Student Discussion Document (pdf)
Qiliang Ding, Kyle T. Salsbery, Noemi Vidal-Folch, Devin Oglesbee, and Linda Hasadsri
A pregnant woman was referred to our laboratory for prenatal GBA1 full-gene analysis after both she and her reproductive partner (hereafter referred to as the mother and father, respectively) were identified as Gaucher disease carriers by an external laboratory, which utilizes a hybridization capture-based next-generation sequencing (NGS) assay, followed by long-range polymerase chain reaction PCR (LR-PCR) and/or Sanger sequencing as needed. The father was reportedly positive for the GBA1 (NM_000157.4):c.1226A>G (p.Asn409Ser) pathogenic variant. The mother’s report, however, only described her as positive for a pathogenic gene conversion of GBA1. After contacting the external laboratory, they verbally clarified that she carried the pathogenic RecNciI allele, defined as 3 single-nucleotide variants (SNVs) in cis (c.1448T>C, c.1483G>C, and c.1497G>C) in exon 10 of GBA1.
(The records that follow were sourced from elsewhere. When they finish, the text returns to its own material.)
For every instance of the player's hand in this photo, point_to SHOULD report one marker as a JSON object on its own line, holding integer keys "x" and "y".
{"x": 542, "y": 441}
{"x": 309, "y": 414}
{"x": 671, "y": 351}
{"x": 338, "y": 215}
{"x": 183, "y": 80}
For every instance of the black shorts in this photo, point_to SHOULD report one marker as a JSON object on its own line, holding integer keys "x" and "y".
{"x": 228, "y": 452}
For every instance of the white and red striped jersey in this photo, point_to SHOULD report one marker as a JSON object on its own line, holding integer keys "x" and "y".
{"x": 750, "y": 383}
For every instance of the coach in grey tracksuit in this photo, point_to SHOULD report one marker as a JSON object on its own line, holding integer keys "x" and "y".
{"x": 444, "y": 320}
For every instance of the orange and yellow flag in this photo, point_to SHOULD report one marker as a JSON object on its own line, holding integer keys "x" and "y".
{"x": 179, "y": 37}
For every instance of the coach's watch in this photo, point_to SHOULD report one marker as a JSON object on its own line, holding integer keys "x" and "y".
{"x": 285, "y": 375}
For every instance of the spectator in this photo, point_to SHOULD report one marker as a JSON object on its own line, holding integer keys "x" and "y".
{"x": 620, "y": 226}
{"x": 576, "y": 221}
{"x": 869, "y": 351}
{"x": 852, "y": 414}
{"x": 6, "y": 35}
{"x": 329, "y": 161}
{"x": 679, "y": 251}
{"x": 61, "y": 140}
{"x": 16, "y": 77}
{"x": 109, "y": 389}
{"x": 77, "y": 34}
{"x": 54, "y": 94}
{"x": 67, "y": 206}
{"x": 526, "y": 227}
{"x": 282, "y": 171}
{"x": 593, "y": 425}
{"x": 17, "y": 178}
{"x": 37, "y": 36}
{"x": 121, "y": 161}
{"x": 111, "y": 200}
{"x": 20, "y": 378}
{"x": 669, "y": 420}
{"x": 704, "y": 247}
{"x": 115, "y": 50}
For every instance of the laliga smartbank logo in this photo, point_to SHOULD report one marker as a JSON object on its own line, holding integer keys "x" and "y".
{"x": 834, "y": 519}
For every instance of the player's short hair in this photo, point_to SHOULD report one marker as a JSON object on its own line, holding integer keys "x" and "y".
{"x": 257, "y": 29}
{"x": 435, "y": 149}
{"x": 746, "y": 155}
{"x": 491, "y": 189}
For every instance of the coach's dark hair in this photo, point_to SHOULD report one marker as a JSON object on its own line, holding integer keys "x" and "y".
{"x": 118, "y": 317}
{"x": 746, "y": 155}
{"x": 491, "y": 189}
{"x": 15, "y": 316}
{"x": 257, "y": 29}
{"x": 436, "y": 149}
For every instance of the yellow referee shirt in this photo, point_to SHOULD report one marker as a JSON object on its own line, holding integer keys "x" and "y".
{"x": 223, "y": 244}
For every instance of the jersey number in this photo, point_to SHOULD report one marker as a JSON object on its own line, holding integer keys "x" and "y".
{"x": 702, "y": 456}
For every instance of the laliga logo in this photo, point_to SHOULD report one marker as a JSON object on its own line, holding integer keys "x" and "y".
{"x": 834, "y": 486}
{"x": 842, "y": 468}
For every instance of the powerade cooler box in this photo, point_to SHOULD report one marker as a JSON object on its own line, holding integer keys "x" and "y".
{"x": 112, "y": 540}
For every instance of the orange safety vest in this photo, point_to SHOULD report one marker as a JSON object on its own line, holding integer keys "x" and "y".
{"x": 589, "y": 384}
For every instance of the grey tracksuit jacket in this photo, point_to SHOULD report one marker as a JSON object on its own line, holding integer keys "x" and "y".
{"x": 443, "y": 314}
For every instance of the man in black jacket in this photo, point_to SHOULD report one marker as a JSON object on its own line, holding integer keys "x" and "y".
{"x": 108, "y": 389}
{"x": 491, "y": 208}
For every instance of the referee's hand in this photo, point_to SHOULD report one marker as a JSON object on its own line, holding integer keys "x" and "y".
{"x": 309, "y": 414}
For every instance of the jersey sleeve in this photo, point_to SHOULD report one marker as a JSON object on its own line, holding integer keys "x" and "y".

The ordered service from our laboratory for this case was LR-PCR followed by nested Sanger sequencing of GBA1 exons. LR-PCR primers were designed in uniquely mappable regions to avoid pseudogene interference, yielding an 8960 bp amplicon. We first tested the parental specimens via this assay to confirm the ability to detect the relevant variants. The paternal c.1226A>G variant was identified. However, none of the RecNciI-defining SNVs, or any other pathogenic variant, were detected in the mother. Notably, this assay had previously detected the RecNciI allele, supporting its analytical sensitivity.
Given the discrepant result we obtained from what was reported by the external laboratory, and because Sanger sequencing cannot detect copy-number variants, we performed GBA1 short-read NGS, including copy-number analysis, on the maternal specimen as follow-up. Briefly, this assay uses Integrated DNA Technologies xGen Exome probes for whole-exome capture, followed by Illumina NGS, with tertiary analyses limited to GBA1. Copy-number analysis was conducted by normalizing the sample’s coverage relative to concurrently sequenced samples. The mean coverage of GBA1 exons for this sample was 233.0x, with no regions below the minimum requirement of 20x. This assay also did not detect any of the RecNciI-defining SNVs (short-read NGS). Nonetheless, it did reveal a pathogenic deletion of GBA1 exons 10–11.
Because compound heterozygosity for a RecNciI allele and a deletion of exons 10–11 would result in perinatal lethal Gaucher disease or be incompatible with life, we interpreted the deletion detected in the mother by our short-read NGS assay as representing the same variant reported by the external laboratory. After confirming the ability to detect both parental variants, we tested the fetal specimen using both Sanger sequencing and short-read NGS. Fortunately, neither pathogenic variant was detected in the fetus.
We further characterized the maternal specimen using Oxford Nanopore Technologies long-read sequencing. Interestingly, this analysis identified a RecNciI allele not generated by gene conversion but by a large structural variant, specifically an approximately 20.6 kb deletion, that spans the region between GBA1 and GBA1LP (GBA1LP is also known as GBAP1). This deletion, likely mediated by nonallelic homologous recombination (NAHR), produced a fusion gene composed of the first nine exons of GBA1 and the 3’-exons of GBA1LP that correspond to GBA1 exons 10–11. According to the Human Genome Variation Society’s 3’-rule, the deletion coordinates were chr1:155 215 100–155 235 726 (GRCh38/hg38). This finding reconciles the discrepancy between our short-read NGS assay and the external laboratory’s report.